In the Wall Street Journal, Carlyle Group co-founder and co-CEO William E. Conway, Jr. writes that energy is one reason why he’s bullish on the United States:

Meanwhile, the discovery and production of new sources of crude oil and shale gas is lowering energy prices, jolting the U.S. into a new energy revolution. This development will lower costs and drive growth in U.S. manufacturing.

A new study on global manufacturing from the McKinsey Global Institute [via Wonkblog] also expects this new energy production to help:

This shift in energy cost has the potential to rewrite the economics of industries such as basic metals, paper and pulp, mineral products, chemicals, and rubber and plastics. In these industries energy costs can be 10 to 30 percent of value added.

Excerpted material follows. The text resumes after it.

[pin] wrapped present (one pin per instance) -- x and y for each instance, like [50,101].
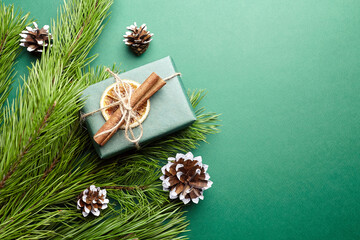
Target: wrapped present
[169,109]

These industries account for 22 percent of jobs and 28 percent of value added in the US manufacturing sector.

To understand how natural gas is used to produce other products, listen to this NPR conversation with George Blitz, Dow Chemical’s vice president of energy and climate change.

Boosting manufacturing is more than wishful thinking. Economist Mark Perry points out that we’re already seeing new jobs because of this energy abundance:

In several early signs of a turnaround for energy-intensive industries, chemical manufacturing employment increased in 2011 for the first time since 1997 and primary metal manufacturing (iron and steel) employment increased in two consecutive years (2010 and 2011) for the first time since the mid-1990s.

Since shale energy is creating new jobs in the manufacturing and energy sectors it shouldn’t be a shock that the energy boom is popular at the local and state levels according to USA Today. The last thing needed is a redundant set of rules from federal regulators that would halt the continued development of shale energy.